RFR: JDK-8157141 & JDK-8166454: Solaris getisax(2) and meminfo(2) cleanup
Kim Barrett
kim.barrett at oracle.com
Fri Sep 30 00:03:54 UTC 2016
> On Sep 29, 2016, at 1:42 PM, Alan Burlison <Alan.Burlison at oracle.com> wrote:
>
> On 29/09/2016 00:15, Kim Barrett wrote:
>
>> ------------------------------------------------------------------------------
>> src/os_cpu/solaris_sparc/vm/vm_version_solaris_sparc.cpp
>> 377 uint_t av1 = avs[AV_HW1_IDX];
>> 378 if (av1 & AV_SPARC_MUL32) features |= hardware_mul32_m;
>> ...
>>
>> Good to use the symbolic index AV_HW1_IDX. Bad form to assume we have
>> that many entries. That should be
>>
>> if (avn > AV_HW1_IDX) {
>> uint_t av1 = avs[AV_HW1_IDX];
>> if (av1 & AV_SPARC_MUL32) features |= hardware_mul32_m;
>> ...
>> }
>
> There is always at least one entry returned so the condition above will always be true - we will never reduce the number of HW capabilities bits so I believe the test is unnecessary. It's not there in the existing version of the code either. However if you want me to add it I'll do so.

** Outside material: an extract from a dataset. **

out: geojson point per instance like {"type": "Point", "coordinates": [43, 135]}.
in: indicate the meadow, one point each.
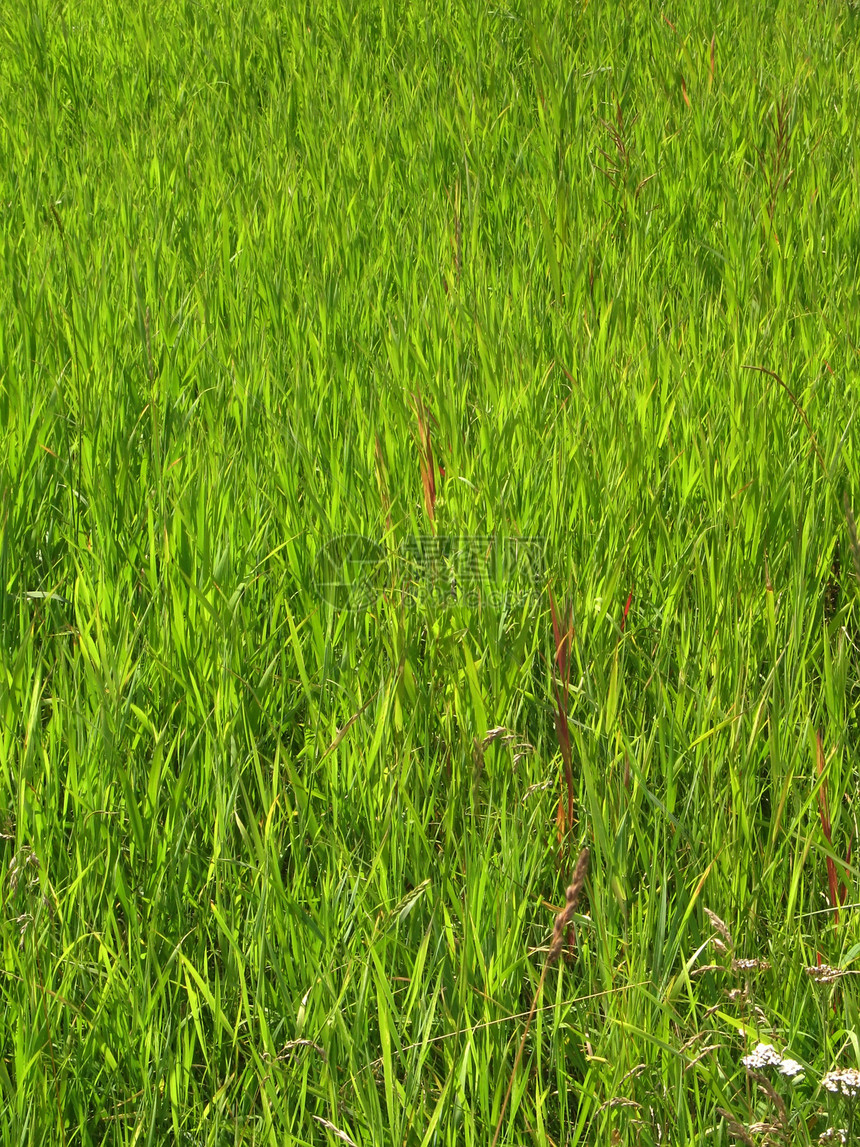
{"type": "Point", "coordinates": [429, 583]}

The old code used literal integer sizes and indices. The new code assumes avn > AV_HW1_IDX. I don’t see anything that guarantees that to be true (other than, perhaps, the source code for getisax). If the array was allocated with a size of the larger of AV_HW1_IDX+1 and AV_HW2_IDX+1 then we’d be guaranteed safe to access av[AV_HW{1,2}_IDX].
>
>>> A JPRT hotspot testset run is clean.
>>
>> Have you used logging to hand-verify the expected features are being set?
>
> I've run it under the debugger and single stepped through the code on a T5 and T7. The features are set as expected.
That works too.
Just that JPRT by itself isn’t a sufficient test here.